2003-06-09 19:13:00

by Leonardo H. Machado

[permalink] [raw]
Subject: Re: cachefs on linux



Dear Sirs,

I'm using linux and solaris for a while and, after seaching all
the web, newsgroups, and mailing lists I could not find the answer for a
very simple question. Before emailing Alan Cox or any other guru (that
might not answer me) I will try to ask you. Here is my simple question:

Why has Solaris a CacheFS file system, while linux doesn't? Is it
because cachefs is VERY difficult to implement (It should be no barrier
for our gurus), or because there's no such a big demand for this marvelous
FS, or else, because no one thought of it?

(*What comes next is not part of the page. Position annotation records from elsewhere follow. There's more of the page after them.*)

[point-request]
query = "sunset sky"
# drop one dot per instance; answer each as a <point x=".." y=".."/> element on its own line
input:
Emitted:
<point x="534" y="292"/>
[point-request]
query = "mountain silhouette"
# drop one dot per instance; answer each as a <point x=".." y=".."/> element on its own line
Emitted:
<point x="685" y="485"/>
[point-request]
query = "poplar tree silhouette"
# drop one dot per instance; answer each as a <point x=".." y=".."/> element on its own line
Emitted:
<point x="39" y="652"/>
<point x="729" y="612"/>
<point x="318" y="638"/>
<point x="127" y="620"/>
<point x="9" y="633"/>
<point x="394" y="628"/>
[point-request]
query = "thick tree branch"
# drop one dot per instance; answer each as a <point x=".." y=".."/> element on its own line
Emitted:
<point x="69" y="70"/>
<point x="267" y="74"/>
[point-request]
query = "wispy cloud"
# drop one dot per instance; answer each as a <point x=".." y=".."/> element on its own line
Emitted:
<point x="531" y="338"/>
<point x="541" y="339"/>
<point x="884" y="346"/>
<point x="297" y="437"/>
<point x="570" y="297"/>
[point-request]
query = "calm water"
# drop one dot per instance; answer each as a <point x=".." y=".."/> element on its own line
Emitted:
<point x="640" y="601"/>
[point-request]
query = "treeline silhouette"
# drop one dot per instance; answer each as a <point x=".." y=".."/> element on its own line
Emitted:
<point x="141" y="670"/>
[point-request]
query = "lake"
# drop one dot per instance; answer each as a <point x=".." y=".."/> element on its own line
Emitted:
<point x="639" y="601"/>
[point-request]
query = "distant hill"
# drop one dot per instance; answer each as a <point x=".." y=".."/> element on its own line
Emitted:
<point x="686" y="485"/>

There are certanly some cacheFS implementations around the web,
like CODA, but they are not free and not even so good as Solaris CacheFS.

Would you please help me with this question or at least tell me
where are the answers?

Thank you very much.


//leoh
main(){int j=1234;char t[]=":@abcdefghijklmnopqrstuvwxyz.\n"
,*i = "iqgbgxmlvivuc\n:wwnfwsdoi"; char *strchr(char *,int);
while(*i){j+=strchr(t,*i++)-t;j%=sizeof t-1;putchar(t[j]);}}




2003-06-09 20:29:45

by Matthias Schniedermeyer

[permalink] [raw]
Subject: Re: cachefs on linux

On Mon, Jun 09, 2003 at 04:26:01PM -0300, Leonardo H. Machado wrote:
>
> Why has Solaris a CacheFS file system, while linux doesn't?

Is this a "You don't know it, you don't need it" thing?



Bis denn

--
Real Programmers consider "what you see is what you get" to be just as
bad a concept in Text Editors as it is in women. No, the Real Programmer
wants a "you asked for it, you got it" text editor -- complicated,
cryptic, powerful, unforgiving, dangerous.

2003-06-09 20:36:07

by Shawn

[permalink] [raw]
Subject: Re: cachefs on linux

Well, it's a nice way to simulate writing on r/o filesystems IIRC. Like
mounting a cdrom then writing to it, but you're not.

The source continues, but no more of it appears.